A child’s eye view of war in Nazi Germany and the propaganda machine that vilified Jews, Jojo Rabbit starts as a hilarious farcical romp that mocks Nazis and their Hitler youth indoctrination program, and becomes a surprisingly poignant and touching comment on hate and the toxic effect of lies.
Written and directed by New Zealand wunderkind actor, producer, director and comedian Taika Waititi who previously directed Thor: Ragnarok (2017) and Hunt for the Wilderpeople (2016), from a novel by New Zealand-Belgium author Christine Leunens’ Caging Skies, Jojo Rabbit is very much a reflection of Waititi’s own wacky irreverent Kiwi humor.
A mixture of zany comedy and uplifting drama that makes no bones about portraying the Führer as a childish buffoon as played by Waititi himself. This Hitler is the imaginary companion of ten-year-old ardent Nazi follower Johannes (Jojo) Betzler (Roman Griffin Davis).
To help the audience understand the extent of Hitler’s popularity in Germany, there is a brilliant musical sequence early on that shows images of adoring crowds screaming and reaching for Hitler put to I Want to Hold Your Hand by The Beatles. If you didn’t know who these people were, you’d think they were crazy Beatles fans.
Jojo, egged on by his imagined Hitler, thinks war is fun and exciting, so when he must prove his courage at the Hitler youth camp by killing a rabbit with his bare hands and fails miserably, he’s teased by the other kids who call him a scared rabbit.
After being injured in an accident during war games while trying to prove he can be as fearless as the other kids, he starts questioning the blind fanaticism of the country. It’s not until he discovers a Jewish girl Elsa (Thomasin McKenzie) secretly living in his house, a “monster” hidden in the attic by his mother (Scarlett Johansson), that he starts to question his own loyalty and humanity.
Part of Jojo Rabbit’s huge appeal is Waititi’s hilarious performance as Hitler and how it contrasts dramatically with the innocent naive sweetness of Johannes who tries to be the perfect Nazi killer but just can’t seem to live up to the morally corrupt expectations of his Nazi superiors.
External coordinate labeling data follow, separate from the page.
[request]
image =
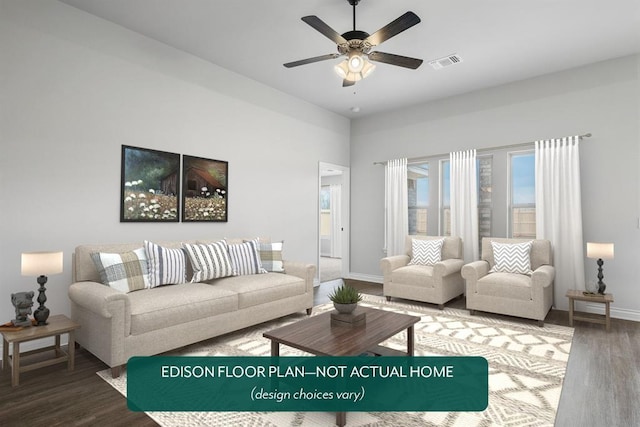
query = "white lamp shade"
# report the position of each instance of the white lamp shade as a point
(600, 250)
(41, 263)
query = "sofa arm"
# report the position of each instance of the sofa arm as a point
(98, 298)
(447, 266)
(301, 270)
(543, 276)
(388, 264)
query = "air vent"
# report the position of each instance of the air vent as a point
(446, 61)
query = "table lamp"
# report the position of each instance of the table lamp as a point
(40, 264)
(600, 251)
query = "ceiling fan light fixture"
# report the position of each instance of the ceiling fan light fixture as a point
(342, 69)
(356, 61)
(345, 73)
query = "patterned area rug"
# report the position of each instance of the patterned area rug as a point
(526, 369)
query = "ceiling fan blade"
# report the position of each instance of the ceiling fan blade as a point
(323, 28)
(400, 61)
(394, 28)
(311, 60)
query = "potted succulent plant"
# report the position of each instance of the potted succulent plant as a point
(345, 298)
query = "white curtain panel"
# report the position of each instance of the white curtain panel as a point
(336, 220)
(396, 207)
(464, 201)
(559, 211)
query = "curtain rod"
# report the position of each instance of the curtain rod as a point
(480, 150)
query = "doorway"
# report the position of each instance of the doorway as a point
(333, 222)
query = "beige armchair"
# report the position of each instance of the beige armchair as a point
(436, 284)
(521, 295)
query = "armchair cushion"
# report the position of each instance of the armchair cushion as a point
(414, 275)
(506, 285)
(426, 252)
(512, 257)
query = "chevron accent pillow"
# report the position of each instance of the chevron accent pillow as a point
(426, 252)
(210, 261)
(512, 257)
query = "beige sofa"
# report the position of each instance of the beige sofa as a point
(436, 284)
(116, 326)
(527, 296)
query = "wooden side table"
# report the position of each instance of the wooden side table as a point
(605, 299)
(58, 325)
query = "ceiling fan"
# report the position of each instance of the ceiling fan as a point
(356, 46)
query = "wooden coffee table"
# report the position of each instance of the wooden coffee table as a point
(317, 335)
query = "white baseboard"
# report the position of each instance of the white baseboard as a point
(617, 313)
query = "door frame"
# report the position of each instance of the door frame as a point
(345, 211)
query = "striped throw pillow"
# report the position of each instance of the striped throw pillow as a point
(210, 261)
(512, 258)
(124, 272)
(271, 256)
(426, 252)
(167, 266)
(245, 258)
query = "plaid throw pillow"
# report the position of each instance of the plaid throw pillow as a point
(124, 272)
(512, 258)
(245, 258)
(210, 261)
(426, 252)
(167, 266)
(271, 257)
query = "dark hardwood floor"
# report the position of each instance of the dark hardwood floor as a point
(601, 386)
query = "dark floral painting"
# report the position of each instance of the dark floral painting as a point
(149, 185)
(204, 189)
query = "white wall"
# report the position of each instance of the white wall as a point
(602, 98)
(75, 87)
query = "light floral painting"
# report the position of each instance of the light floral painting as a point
(150, 183)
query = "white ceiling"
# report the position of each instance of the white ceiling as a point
(500, 41)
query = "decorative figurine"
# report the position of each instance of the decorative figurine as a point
(22, 301)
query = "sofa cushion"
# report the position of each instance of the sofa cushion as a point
(414, 275)
(209, 261)
(505, 285)
(512, 257)
(167, 266)
(271, 256)
(124, 272)
(261, 288)
(164, 306)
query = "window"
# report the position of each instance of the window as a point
(418, 197)
(522, 197)
(484, 171)
(445, 201)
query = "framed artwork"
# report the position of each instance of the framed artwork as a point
(149, 185)
(204, 189)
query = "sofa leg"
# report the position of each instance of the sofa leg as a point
(115, 371)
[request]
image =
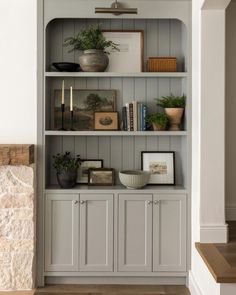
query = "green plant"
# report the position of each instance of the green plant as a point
(158, 118)
(90, 38)
(65, 162)
(172, 101)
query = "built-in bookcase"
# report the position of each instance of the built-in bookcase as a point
(162, 37)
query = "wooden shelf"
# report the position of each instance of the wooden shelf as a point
(178, 189)
(115, 133)
(110, 74)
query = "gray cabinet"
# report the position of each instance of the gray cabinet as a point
(169, 232)
(61, 232)
(96, 232)
(135, 232)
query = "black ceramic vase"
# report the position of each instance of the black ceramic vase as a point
(67, 179)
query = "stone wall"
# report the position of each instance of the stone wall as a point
(17, 227)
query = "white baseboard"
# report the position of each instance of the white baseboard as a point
(214, 233)
(230, 211)
(193, 286)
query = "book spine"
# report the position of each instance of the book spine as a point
(135, 115)
(131, 116)
(124, 118)
(128, 116)
(144, 117)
Sam Rockwell who won the best supporting actor Oscar for Three Billboards Outside Ebbing, Missouri (2017), brilliantly portrays a hysterical disillusioned Nazi training officer who clearly struggles with the Nazi ideology.
Jojo Rabbit is a fun and moving satire that exposes the absurdity of war and the harmful consequences of blind faith in propaganda. In this there are a few similarities with the Roberto Benigni film Life is Beautiful (1997). Both are coming-of-age stories that have at their heart a young boy who is protected from the horrors of war by an adult who plays into the illusion of war as an exciting game.
Jojo Rabbit has just won the coveted People’s Choice Award at the Toronto International Film Festival 2019, and it’s a good bet to do well at the Oscars. You won’t find a more crowd-pleasing and audacious film than this one.